Venezuela se embarcó muy temprano en este navío, que es el siglo XXI. Llegó a bordo, lleno de ilusiones transformadoras, justas, democráticas, alegres, por ende profundamente populares; más no faltaron quienes en cubierta, y creídos de tripulación, propiciaran cuanto sabotaje, perjuicio o agresión se les viniese en mente. Solo han transcurrido dos décadas, y ya Venezuela ha tenido una clara y diáfana percepción de lo que -se avizora- será esa intrincada navegación del siglo; dentro del navío, ya Venezuela resulta un faro y un modelo para los que se han embarcado tardíamente, pero dispuestos a navegar. En el puerto, también han quedado los que pretendieron que no zarpara ningún otro barco, los que decretaron el fin de la navegación.

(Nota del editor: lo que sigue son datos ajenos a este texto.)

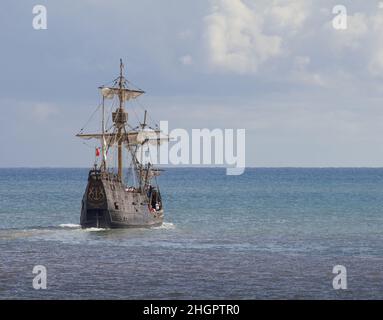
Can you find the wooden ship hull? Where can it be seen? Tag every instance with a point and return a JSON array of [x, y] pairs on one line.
[[107, 203]]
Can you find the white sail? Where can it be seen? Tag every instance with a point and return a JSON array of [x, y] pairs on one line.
[[126, 94], [129, 138]]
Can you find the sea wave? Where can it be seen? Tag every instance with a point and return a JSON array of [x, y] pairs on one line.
[[95, 229], [69, 225], [166, 225]]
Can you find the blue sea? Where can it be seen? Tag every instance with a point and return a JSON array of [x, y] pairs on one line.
[[266, 234]]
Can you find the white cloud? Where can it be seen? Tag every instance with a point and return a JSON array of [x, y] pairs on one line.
[[235, 38], [291, 14]]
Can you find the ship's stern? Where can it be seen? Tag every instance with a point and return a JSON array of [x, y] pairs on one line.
[[94, 213]]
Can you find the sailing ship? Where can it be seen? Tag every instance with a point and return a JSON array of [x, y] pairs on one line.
[[110, 200]]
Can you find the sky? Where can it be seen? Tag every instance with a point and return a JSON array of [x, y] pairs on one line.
[[308, 94]]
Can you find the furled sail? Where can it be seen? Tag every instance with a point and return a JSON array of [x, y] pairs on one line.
[[126, 94], [130, 138]]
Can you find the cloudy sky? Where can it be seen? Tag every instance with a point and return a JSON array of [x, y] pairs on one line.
[[306, 93]]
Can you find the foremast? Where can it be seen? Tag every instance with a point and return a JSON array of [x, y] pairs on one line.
[[121, 137]]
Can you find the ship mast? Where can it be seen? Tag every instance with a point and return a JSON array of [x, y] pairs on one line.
[[120, 119]]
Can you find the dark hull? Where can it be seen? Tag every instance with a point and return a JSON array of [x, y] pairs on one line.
[[107, 204]]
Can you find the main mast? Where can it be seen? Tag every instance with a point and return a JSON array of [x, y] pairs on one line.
[[120, 119]]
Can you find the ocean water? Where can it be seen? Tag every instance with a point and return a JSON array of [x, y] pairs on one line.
[[267, 234]]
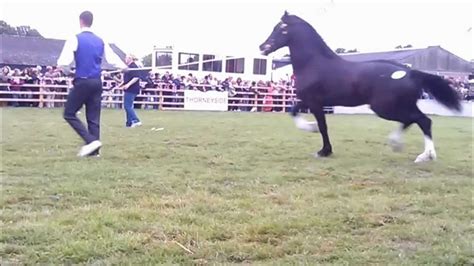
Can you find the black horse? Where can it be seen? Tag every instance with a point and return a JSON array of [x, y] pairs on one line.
[[325, 79]]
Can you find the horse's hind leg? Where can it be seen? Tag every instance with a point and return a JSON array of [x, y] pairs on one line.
[[395, 137], [300, 122], [425, 124], [408, 116]]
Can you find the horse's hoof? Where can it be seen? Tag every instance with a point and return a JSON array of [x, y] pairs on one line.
[[323, 153], [397, 146], [426, 157]]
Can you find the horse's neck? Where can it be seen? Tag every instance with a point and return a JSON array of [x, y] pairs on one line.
[[306, 49]]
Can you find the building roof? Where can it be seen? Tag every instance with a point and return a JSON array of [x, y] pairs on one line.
[[23, 50], [395, 55]]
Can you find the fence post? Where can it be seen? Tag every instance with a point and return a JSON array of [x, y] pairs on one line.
[[160, 106], [41, 89]]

Sirva esta publicación -que constituye una transcripción de la mesa de análisis «Pandemia, colapso y crisis civilizatoria», organizada por el Instituto Samuel Róbinson- para la suma de interpretaciones y análisis del puerto que hemos dejado atrás, que aún nos modula el rumbo; y sirva para la comunalización de conocimientos y sentipensares necesarios, imperativos para hacer de la navegación de este joven siglo, una experiencia de vida y amor, sin cadenas, ni lastres, plenos de la mayor suma de felicidad posible, banderas ondeadas alto, en el mástil, por Bolívar y Chávez.